Shares of the Houston-based company rose 2.9 percent to $51.43 in afternoon trading. The stock has gained about 2 percent this year.
Other North American oil producers, like MEG Energy Corp and Husky Energy Inc, have also moved to control spending and focus on shareholder returns, with crude prices not expected to rise markedly before the end of the decade.
On a conference call with investors, Conoco’s executives stressed their approach to maximizing shareholder returns, regardless of whether commodity prices improve.
“We don’t require a pathway, or market help, to get to cash flow neutrality,” Don Wallette, the company’s chief financial officer, said on a conference call.

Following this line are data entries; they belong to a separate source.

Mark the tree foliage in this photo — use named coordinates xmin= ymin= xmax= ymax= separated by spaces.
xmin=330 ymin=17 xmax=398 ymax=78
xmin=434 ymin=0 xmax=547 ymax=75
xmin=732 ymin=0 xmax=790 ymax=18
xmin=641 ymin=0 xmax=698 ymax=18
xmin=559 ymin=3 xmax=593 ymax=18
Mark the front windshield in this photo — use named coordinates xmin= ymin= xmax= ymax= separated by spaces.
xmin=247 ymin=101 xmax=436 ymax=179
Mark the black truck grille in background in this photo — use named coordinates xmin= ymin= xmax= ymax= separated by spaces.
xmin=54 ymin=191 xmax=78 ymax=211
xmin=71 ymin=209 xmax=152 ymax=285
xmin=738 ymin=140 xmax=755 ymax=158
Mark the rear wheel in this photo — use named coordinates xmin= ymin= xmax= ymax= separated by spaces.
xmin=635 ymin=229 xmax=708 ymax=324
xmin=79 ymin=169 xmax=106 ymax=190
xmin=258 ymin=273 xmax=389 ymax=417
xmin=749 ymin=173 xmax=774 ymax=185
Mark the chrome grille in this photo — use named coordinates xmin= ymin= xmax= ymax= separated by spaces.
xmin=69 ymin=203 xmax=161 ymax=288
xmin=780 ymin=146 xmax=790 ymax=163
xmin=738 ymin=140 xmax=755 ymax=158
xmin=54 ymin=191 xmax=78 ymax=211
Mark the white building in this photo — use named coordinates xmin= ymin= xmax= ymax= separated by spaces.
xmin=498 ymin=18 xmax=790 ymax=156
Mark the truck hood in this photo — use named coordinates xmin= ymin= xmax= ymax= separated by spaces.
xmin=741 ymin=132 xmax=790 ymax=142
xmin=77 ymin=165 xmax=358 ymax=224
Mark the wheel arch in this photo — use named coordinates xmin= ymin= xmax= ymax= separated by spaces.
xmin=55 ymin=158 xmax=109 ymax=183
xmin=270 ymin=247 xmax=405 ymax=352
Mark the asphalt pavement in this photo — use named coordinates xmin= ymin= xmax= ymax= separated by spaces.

Analysts said the results reflected Conoco’s increasing focus on controlling costs and focusing on improving operations, though the company’s unexpected $600 million contribution to its U.S. pension program zapped cash flow.
Pension funding is often based on future assessments of reserve levels, taking into account interest rates and other factors. Companies occasionally do have to inject cash into pensions to meet minimum funding requirements if investments do not keep pace.
Conoco reported third-quarter earnings of $420 million, or 34 cents a share, compared to a loss of $1.04 billion, or 84 cents per share, a year earlier.
Excluding one-time items such as asset sales and costs to exit Nova Scotia operations, Conoco earned 16 cents per share. By that measure, analysts expected earnings of 8 cents per share, according to Thomson Reuters I/B/E/S.
The company also lowered its 2017 capital budget by 10 percent to $4.5 billion.
Production fell 23 percent to 1.2 million barrels of oil equivalent per day (boepd). Some of Conoco’s output in the U.S. Gulf of Mexico and the Eagle Ford shale of Texas was pushed offline by hurricanes in the U.S. Gulf Coast region earlier this year, denting profit.
In the aftermath of Hurricane Harvey, which battered Houston region in August, Conoco was unable to reach its global headquarters, forcing the company to run all of its operations remotely.
Conoco said it still expects to end the year pumping about 1.4 million boepd, despite the budget cuts, largely due to efficiency and new technology.
Conoco plans to hold an investor day in New York in early November to discuss its 2018 spending plans.